FALTEN / ANTI-FALTEN

 

in progress

 


FALTEN has several meanings in German. It may be the infinitve form of a verb - falten - which translates to fold, to crease, to pleat, to convolve. Then it can be the plural of the noun FALTE refering to various forms of irregular surface textures: facial lines, creases, wrinkles, drapes, or faults of a rock. In times when advertising was still somewhat blunt, the label ANTI-FALTEN used to promote facial creams.

In his text Corpus, Jean-Luc Nancy describes the body as 'a-réalité', an 'a-reality', that is: a being constantly expanding and shrinking, claiming space and presence in relation to others, while remaining unreal to the Self itself. We are entirely contingent on our bodies, yet do not find our Selves fully subsumed nor suspended within our material presence; there is no way to objectify the distance between me and my body, a form informed by so many almost symmetrical doubles.
While experiencing the body's needs and impulses from within, we also perceive our corporeality from the outside, as a spatially confined yet not quite sealed container, an entity defined by its circumstances. Exchanging, repelling, devouring, and enfolding: there is a constant naming and moving going on between the physical Self, the space and the bodies of others. To establish an idea of the Self, we always depend on a counterpart. Hence any image of the body touches on questions of social identity, on the demarcations between myself and the others.

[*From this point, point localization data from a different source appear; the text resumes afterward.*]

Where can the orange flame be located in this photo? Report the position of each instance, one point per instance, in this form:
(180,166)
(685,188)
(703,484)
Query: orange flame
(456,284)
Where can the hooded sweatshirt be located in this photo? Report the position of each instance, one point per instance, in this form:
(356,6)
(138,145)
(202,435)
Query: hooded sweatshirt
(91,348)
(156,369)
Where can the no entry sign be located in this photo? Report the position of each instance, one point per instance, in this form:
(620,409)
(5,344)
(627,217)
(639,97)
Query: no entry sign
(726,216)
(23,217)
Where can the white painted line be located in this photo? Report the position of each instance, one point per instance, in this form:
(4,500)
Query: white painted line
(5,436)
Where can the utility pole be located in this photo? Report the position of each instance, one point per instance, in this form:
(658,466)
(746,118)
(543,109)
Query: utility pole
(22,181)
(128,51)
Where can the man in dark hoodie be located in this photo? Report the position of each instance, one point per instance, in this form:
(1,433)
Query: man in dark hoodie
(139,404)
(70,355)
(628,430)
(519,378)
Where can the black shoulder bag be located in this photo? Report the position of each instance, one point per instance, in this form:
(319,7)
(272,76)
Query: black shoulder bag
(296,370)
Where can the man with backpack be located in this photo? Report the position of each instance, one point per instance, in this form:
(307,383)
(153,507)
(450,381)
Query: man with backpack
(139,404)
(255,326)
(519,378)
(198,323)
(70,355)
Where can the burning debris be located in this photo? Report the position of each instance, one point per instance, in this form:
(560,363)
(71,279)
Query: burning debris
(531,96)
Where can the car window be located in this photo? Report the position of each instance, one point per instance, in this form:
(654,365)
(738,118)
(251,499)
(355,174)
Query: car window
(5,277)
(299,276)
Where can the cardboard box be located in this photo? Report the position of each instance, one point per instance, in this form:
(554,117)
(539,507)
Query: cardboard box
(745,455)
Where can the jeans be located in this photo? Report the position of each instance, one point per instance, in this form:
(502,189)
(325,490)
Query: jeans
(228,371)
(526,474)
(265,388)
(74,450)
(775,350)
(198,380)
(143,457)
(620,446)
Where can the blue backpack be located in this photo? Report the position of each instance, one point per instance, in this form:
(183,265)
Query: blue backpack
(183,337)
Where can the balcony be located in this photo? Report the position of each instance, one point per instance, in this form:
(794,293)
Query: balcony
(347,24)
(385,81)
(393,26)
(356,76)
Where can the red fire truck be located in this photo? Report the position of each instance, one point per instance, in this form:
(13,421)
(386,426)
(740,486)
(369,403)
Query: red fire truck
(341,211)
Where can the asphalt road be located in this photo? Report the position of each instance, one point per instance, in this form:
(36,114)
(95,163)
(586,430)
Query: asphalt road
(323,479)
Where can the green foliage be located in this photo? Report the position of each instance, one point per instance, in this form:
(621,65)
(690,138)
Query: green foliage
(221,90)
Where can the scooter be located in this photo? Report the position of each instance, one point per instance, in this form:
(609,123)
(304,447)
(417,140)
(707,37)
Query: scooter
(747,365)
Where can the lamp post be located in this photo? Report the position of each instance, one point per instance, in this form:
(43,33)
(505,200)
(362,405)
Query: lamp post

Even though these acts of defining are largely internalised, and performed inadvertently, as e.g. Judith Butler argues in her Bodies That Matter, for each individual the practice of distinction remains ubiquitous, and it is never fully completed.

After all, we are animals trying to manage our bodies, desires, and pains as if these were phenomena somewhere outside of ourselves. The series “Einsilbige Tiere”, since 2020, forms part of the FALTEN / ANTI-FALTEN group of work. In German, einsilbig is an ambiguous term, thus the English title is "Taciturn or Monosyllabic Animals". Here, the “beastly” appears as a wildcard for all kinds of uncontrollabilites, whether they seem desirable, or rather threatening.